What would be some advice you would give to your younger self?
People you love have died prematurely ‒ it is okay to be sad and angry. You will `rise’. You will help to transform lives. Keep making art (your way). Trust your instincts. Believe in yourself. Be kind to yourself. Choose your battles. Keep it legal. Accept that coffee with Lindsay Kemp.
Do you have any advice for other writers?
A few notes from a performance angle; no doubt elementary for some: when drafting a poem, read your work `aloud’ – the best way to `hear’ if your poem sounds right is to `hear’ it. Tighten work by editing and re-editing; let it breathe and return to it. Practise before a reading/performance (note your running order, your timings, mark your pages – be organised!). Read and go hear other poets and show some love by not conversing throughout people’s sets or leaving immediately after your own; if you can help it. Be authentic: `To Thine Own Self Be True’. Believe in yourself!

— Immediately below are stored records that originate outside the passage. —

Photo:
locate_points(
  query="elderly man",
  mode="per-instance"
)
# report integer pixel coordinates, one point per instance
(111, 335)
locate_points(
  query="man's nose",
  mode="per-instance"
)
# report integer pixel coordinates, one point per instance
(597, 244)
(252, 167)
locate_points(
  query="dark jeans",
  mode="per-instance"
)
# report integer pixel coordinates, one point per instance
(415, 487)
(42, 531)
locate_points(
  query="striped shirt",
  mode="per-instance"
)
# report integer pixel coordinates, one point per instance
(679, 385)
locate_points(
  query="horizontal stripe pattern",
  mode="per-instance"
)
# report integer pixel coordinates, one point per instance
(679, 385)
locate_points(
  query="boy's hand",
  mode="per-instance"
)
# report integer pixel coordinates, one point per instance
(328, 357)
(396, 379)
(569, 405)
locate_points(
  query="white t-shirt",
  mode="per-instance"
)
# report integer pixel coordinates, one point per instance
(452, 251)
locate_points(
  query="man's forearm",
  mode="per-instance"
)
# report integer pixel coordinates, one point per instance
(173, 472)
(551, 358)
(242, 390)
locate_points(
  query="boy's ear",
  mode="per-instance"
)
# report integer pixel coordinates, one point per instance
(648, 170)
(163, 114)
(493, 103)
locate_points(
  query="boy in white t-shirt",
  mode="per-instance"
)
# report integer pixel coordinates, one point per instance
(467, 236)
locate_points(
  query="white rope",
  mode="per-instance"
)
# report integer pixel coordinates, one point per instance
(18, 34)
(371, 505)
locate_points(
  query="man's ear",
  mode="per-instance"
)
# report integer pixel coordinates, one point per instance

What is your writing process?
My writing process is very organic; I’m not one for prompts and prescriptions, though appreciate that works for some. I just need time and space. I write in beautifully covered, chunky notebooks; plain paper (no lines, no margins ‒ can you hear the `rebel poet’ coming out!?) I mostly write in the evenings, black coffee and music while scribbling; complete silence for editing. I type final drafts and tweak on laptop (sometimes spellbound into the small hours). I’ve smaller notepads scattered around for `spontaneous’ thoughts (still manage to end up with a bunch of poems written on backs of receipts and envelopes…sometimes the urgency is too great for order!). I pour thoughts/feelings onto page; uncensored, later `playing’ with words and structure and leave for a few days or more; maybe work on something else before returning to drafts with fresh eyes and repeat…I do lots of thinking and writing in my head, while in the bath tub. Weekends, I sometimes write on Brighton beach or at a favourite cafe, where I’ve no inclination to `eavesdrop’ on other people’s private conversations, for inspiration (a pastime for some writers)., I’ve enough dialogue going on in my own head! A `colourful’ life; I’ve never experienced writer’s block when `creative’ writing – it would be a bloody break quite frankly! (Not to say I don’t ever write rubbish poems; however much inspired!) Finally, I record myself reciting new poem(s) and play back. Once relatively happy, I learn and perform/road test new material; further tweaking after gigs; depending on how it felt live. I’m also a member of Brighton Stanza Poets, an informal writers’ workshop, affiliated to the Poetry Society and attend when able, for a bit of social, offline sharing, with other writers who care about the craft.